Bijection from set of equivalence classes to $\mathbb R$

Question

In $\mathbb R[X]$, define an equivalence relation ~ by $P_1$~$P_2$ if $P_1-P_2$ is divisible by X.

I have shown that $X$ is an equivalence relation.

Let $\mathscr Q$ denote the set of equivalence classes of ~ in $\mathbb R[X]$.

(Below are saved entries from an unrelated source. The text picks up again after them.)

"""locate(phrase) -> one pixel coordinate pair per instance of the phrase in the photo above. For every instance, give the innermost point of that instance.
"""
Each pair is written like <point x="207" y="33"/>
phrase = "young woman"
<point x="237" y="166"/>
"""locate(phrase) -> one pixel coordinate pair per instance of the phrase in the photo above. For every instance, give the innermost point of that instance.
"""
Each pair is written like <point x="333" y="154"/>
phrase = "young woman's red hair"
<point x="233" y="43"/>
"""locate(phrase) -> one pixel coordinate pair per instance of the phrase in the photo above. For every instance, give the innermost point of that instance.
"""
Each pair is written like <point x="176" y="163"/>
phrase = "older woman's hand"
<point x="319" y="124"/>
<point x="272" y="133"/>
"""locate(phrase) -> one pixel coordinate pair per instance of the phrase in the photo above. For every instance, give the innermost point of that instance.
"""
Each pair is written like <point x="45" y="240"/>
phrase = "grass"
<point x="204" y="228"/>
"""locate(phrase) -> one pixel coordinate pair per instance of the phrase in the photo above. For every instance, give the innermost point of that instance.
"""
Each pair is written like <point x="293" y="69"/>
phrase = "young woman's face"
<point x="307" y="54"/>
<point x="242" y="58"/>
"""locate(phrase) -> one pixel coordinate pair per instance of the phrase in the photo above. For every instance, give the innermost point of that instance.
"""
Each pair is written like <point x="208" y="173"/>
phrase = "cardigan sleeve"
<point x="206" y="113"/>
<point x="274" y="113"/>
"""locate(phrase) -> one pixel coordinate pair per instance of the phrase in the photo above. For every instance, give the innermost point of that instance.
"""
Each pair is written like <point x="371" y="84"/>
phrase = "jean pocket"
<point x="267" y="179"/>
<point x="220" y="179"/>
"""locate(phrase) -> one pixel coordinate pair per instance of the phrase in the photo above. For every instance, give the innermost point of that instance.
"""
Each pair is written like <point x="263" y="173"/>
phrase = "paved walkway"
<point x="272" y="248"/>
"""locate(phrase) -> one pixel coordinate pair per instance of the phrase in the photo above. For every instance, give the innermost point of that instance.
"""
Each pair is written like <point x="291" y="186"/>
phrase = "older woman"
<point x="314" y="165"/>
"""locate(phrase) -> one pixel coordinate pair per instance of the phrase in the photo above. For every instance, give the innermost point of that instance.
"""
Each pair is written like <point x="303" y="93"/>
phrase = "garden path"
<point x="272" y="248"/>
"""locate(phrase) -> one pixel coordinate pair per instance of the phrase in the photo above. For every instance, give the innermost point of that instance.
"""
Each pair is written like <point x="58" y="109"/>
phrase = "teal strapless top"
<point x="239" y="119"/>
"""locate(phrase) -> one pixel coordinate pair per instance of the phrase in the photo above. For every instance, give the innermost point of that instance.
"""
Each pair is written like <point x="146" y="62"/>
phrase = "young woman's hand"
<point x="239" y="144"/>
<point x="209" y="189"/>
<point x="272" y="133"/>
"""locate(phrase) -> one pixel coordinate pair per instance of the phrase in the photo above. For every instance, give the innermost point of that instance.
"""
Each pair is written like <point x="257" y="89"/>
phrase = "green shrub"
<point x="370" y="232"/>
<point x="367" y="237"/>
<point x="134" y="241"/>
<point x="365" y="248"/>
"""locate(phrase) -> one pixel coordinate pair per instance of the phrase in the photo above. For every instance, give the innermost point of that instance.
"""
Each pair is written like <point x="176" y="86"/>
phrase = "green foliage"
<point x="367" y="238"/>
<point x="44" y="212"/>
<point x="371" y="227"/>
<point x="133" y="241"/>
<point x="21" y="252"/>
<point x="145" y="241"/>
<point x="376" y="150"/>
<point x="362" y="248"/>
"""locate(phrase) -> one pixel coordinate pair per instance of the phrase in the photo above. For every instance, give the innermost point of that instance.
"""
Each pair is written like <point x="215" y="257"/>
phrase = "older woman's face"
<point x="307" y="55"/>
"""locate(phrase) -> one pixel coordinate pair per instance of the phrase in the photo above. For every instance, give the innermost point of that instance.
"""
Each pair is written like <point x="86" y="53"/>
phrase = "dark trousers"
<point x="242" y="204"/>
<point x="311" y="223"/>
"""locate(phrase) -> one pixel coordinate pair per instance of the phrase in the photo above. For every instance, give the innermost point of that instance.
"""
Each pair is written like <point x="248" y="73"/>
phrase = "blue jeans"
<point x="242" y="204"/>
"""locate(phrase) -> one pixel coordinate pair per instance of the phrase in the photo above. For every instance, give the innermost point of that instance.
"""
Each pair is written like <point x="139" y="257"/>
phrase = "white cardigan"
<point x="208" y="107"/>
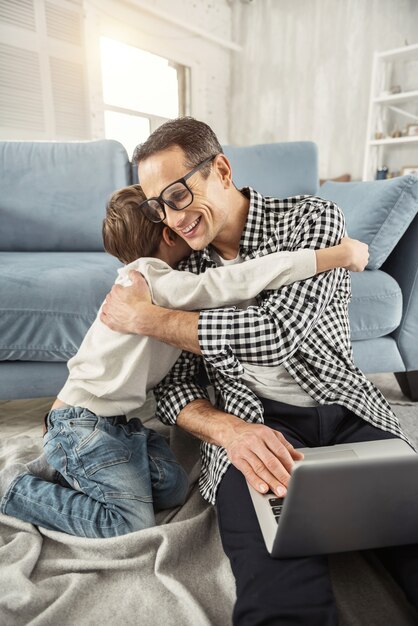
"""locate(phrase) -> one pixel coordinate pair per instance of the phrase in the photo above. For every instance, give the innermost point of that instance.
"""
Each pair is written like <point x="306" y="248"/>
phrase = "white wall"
<point x="305" y="72"/>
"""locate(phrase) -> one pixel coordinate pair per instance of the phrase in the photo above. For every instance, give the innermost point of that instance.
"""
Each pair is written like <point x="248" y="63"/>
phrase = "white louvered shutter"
<point x="43" y="87"/>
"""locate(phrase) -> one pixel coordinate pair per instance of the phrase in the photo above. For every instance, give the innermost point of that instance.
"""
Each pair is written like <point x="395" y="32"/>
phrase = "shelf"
<point x="397" y="98"/>
<point x="398" y="53"/>
<point x="389" y="141"/>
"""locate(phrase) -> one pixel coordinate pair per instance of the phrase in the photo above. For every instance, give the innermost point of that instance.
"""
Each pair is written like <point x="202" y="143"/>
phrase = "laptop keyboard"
<point x="276" y="505"/>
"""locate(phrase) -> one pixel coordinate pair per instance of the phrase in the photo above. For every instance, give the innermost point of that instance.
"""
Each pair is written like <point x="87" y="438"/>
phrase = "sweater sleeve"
<point x="271" y="332"/>
<point x="224" y="286"/>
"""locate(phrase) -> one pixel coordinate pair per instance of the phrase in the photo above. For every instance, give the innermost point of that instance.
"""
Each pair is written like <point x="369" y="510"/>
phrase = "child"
<point x="102" y="474"/>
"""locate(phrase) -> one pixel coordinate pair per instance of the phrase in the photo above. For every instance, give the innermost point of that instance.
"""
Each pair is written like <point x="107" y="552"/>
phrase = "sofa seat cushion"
<point x="375" y="309"/>
<point x="49" y="300"/>
<point x="377" y="212"/>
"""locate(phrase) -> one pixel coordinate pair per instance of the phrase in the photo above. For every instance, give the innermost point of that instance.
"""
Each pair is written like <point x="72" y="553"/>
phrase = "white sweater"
<point x="112" y="372"/>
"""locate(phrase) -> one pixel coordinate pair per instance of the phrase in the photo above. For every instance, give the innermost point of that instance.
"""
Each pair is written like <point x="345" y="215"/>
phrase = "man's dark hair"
<point x="195" y="138"/>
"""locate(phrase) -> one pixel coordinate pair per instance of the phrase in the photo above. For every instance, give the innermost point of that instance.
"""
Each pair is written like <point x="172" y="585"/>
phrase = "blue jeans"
<point x="111" y="474"/>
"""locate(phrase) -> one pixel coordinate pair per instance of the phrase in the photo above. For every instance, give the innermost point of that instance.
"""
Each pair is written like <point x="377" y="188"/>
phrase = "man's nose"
<point x="174" y="219"/>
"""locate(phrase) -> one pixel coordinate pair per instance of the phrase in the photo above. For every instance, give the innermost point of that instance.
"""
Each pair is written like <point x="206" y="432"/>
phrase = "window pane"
<point x="130" y="130"/>
<point x="138" y="80"/>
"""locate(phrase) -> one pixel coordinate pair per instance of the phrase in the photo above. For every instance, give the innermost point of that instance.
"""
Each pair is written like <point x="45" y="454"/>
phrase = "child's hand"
<point x="356" y="254"/>
<point x="124" y="305"/>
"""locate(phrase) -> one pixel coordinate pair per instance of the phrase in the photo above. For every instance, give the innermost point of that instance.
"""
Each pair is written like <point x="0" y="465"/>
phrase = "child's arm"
<point x="228" y="285"/>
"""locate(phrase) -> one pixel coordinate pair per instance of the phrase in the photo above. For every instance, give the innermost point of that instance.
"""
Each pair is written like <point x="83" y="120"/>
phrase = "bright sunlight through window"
<point x="140" y="91"/>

I now have to find an explicit bijection $\mathscr Q \to \mathbb R$. Any help would be appreciated. Thanks.

Answer 1

Hint $ \ \rm x\mid p\!-\!q\!\iff\! p\equiv q\pmod{\! x}.\, $ $\rm\, p(x)\equiv p(0)\pmod{\! x},\,$ so $\rm\ p\sim q\!\iff\! p(0) = q(0).$

So the class of $\rm\,p\,$ consists of every polynomial with the same constant term $\rm\,p(0).\,$ A natural choice of representative is the "simplest" (lowest degree) element, i.e. the constant polynomial $\rm\,p(0).$

Remark $ $ If perchance you already know about quotient rings and evaluation homomorphisms of polynomial rings then you should examine this problem from that perspective, noting that $\rm\,p(0)\,$ is the result of applying the evaluation hom $\rm\,x\mapsto 0\,$ to $\rm\,p(x).$ Then, applying the First Isomorphism Theorem lifts our set-theoretic isomorphism to a ring-theoretic isomorphism $\,\Bbb R[x]/(x)\cong \Bbb R$

Answer 2

Hint:

Define a map

$$\phi:\Bbb R[x]\to\Bbb R\;,\;\;\phi(p(x)):=p(0)$$

The nicest thing of the above is that $\;\phi\;$ is a ring homomorphism...

Answer 3

Here is a hint for DonAntonio's hint:

Note that if $f\sim g$ then $f(0)=g(0)$. Use this to prove that the map $[f]/\sim\mapsto f(0)$ is well-defined, and it is a bijection.

Answer 4

We have $P_1\sim P_2\iff x|(P_1-P_2)\iff \exists Q$ such that $P_1(x)=xQ(x)+P_2$ and by the Euclidean division we have $$P_1(x)=xQ(x)+P_1(0)$$ hence $$P_1\sim P_1(0)$$ Can you see now the bijection?